Going across the street with the girls made Marcos and his mother real people.  I morphed the first experience with them into a self absorbed look at how the whole thing made ME feel.  A pretty typical white privileged American thing to do!  I will definitely continue to reflect honestly about myself.  But the perspective my children have given me helps alleviate the paralysis I was feeling about what to do.  Instead of thinking about it, we should DO.  Make a picture, deliver bagels, say hello, gaze at a sweet baby, and see our neighbors as real people.  Maybe a simple visit where I can look our neighbors in the eyes is the most effective way to break down the vast differences between the sides of our street.

Something about having Arabella in my arms and Addie cooing at Marcos the way they interact with Ashlynn made me realize that at the very basic level of humanity the Mother and I are exactly the same.   We are both caring for our children, living day by day, feeding our families and trying to be the best we can be.  Similarities in our human experience level out  the differences a bit.

I expect to get questions from Adelaide.  She tends to experience things and then let it simmer awhile before she starts formulating opinions and questions.  She's like her mama in that way.  This morning she asked "Why is Marcos' house so small?" and  "Where is his real house?"  I told her the house we saw is his real house.  "Hmmm" was her response.
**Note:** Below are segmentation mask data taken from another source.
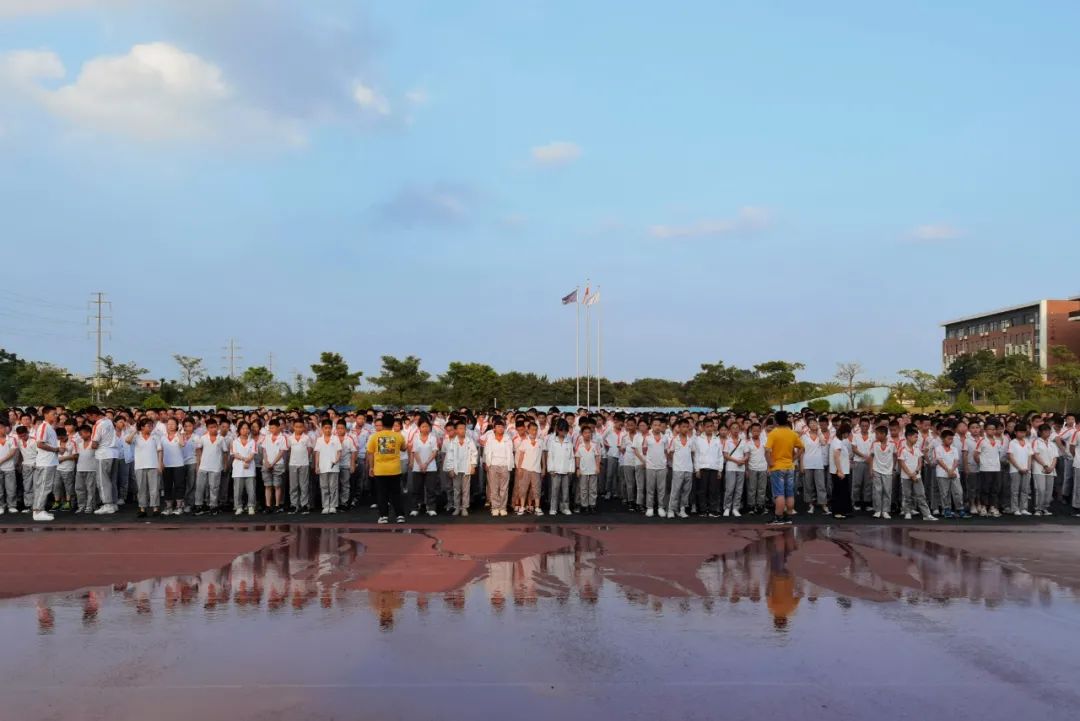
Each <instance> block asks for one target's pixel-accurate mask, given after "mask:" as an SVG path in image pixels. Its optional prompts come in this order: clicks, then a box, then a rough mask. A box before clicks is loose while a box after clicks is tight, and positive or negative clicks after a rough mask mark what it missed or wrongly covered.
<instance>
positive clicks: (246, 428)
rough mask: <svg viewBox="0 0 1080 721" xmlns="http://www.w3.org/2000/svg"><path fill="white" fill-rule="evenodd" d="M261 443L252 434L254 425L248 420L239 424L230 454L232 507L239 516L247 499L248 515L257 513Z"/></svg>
mask: <svg viewBox="0 0 1080 721" xmlns="http://www.w3.org/2000/svg"><path fill="white" fill-rule="evenodd" d="M258 449H259V444H258V440H256V439H255V438H254V437H253V436H252V426H251V424H249V423H248V422H247V421H241V422H240V423H239V424H237V437H235V438H233V439H232V443H230V444H229V455H230V457H231V458H232V508H233V513H234V514H235V515H238V516H240V515H242V514H243V513H244V506H245V504H244V501H245V500H246V501H247V504H246V507H247V515H248V516H254V515H255V470H256V468H257V467H258V464H257V463H256V460H255V458H256V455H258Z"/></svg>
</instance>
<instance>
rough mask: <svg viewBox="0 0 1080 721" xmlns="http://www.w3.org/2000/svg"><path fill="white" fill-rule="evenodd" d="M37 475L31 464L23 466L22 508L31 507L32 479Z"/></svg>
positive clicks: (35, 471) (32, 490)
mask: <svg viewBox="0 0 1080 721" xmlns="http://www.w3.org/2000/svg"><path fill="white" fill-rule="evenodd" d="M37 475H38V470H37V468H36V467H33V464H32V463H24V464H23V507H24V508H30V507H32V506H33V478H35V476H37Z"/></svg>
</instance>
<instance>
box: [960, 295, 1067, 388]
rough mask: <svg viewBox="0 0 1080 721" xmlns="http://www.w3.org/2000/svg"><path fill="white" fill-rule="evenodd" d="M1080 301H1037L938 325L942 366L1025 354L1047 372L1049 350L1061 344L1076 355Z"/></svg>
mask: <svg viewBox="0 0 1080 721" xmlns="http://www.w3.org/2000/svg"><path fill="white" fill-rule="evenodd" d="M1070 319H1074V321H1080V298H1072V299H1070V300H1037V301H1035V302H1031V303H1025V304H1023V305H1012V307H1010V308H1002V309H999V310H996V311H990V312H988V313H980V314H978V315H969V316H966V317H961V318H956V319H953V321H946V322H945V323H943V324H942V327H943V328H945V339H944V340H943V341H942V366H943V367H944V368H946V369H947V368H948V367H949V365H951V364H953V360H955V359H956V357H957V356H959V355H962V354H964V353H977V352H978V351H982V350H989V351H994V354H995V355H998V356H1003V355H1014V354H1021V355H1025V356H1027V357H1028V358H1030V359H1031V360H1035V362H1036V363H1037V364H1039V367H1040V368H1042V371H1043V372H1045V371H1047V365H1048V363H1049V362H1050V348H1051V346H1052V345H1065V346H1068V348H1069V349H1071V351H1072V352H1074V353H1076V354H1077V355H1078V356H1080V323H1069V321H1070Z"/></svg>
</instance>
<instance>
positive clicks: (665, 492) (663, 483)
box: [645, 468, 667, 511]
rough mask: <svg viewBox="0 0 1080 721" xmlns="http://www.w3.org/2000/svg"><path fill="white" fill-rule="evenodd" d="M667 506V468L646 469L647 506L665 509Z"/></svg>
mask: <svg viewBox="0 0 1080 721" xmlns="http://www.w3.org/2000/svg"><path fill="white" fill-rule="evenodd" d="M666 506H667V470H666V468H657V470H653V468H646V470H645V507H646V508H652V507H657V508H660V509H661V511H663V509H664V508H665V507H666Z"/></svg>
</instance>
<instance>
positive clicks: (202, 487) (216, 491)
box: [194, 433, 229, 509]
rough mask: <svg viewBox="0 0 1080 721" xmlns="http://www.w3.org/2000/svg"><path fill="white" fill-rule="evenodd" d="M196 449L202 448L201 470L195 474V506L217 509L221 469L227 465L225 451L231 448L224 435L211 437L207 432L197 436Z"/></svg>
mask: <svg viewBox="0 0 1080 721" xmlns="http://www.w3.org/2000/svg"><path fill="white" fill-rule="evenodd" d="M194 443H195V450H201V451H202V455H200V457H199V470H198V472H197V474H195V508H202V507H203V506H204V505H210V507H211V508H212V509H217V506H218V503H219V500H220V489H221V471H222V468H224V467H225V453H226V450H227V449H228V448H229V446H228V444H227V443H226V440H225V437H224V436H220V435H217V436H215V437H214V438H211V436H210V434H208V433H207V434H206V435H204V436H201V437H199V438H195V441H194Z"/></svg>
Which just means she's thinking about it all.  Which is a good thing.

I might just let the girls come up with the next idea for our visit.  They turned a tough question into a very simple answer yesterday.  Kids are good at doing that aren't they?


Nomads By Nature said...

Your girls are beautiful, inside and out! I love how children can cut through all the thoughts, and concerns, and excuses, and worries, and go straight for the heart. Well done, mama!

Daniela Swider said...

How refreshing! We certainly can learn from our kids but we have to be willing to see things through their innocent, unburdened-by-preconceived-notions eyes.

Heather P. said...

If only we can be more like kids at times. You and your girls have such a big heart. I am sure your neighbors are enjoying their new visitors -:).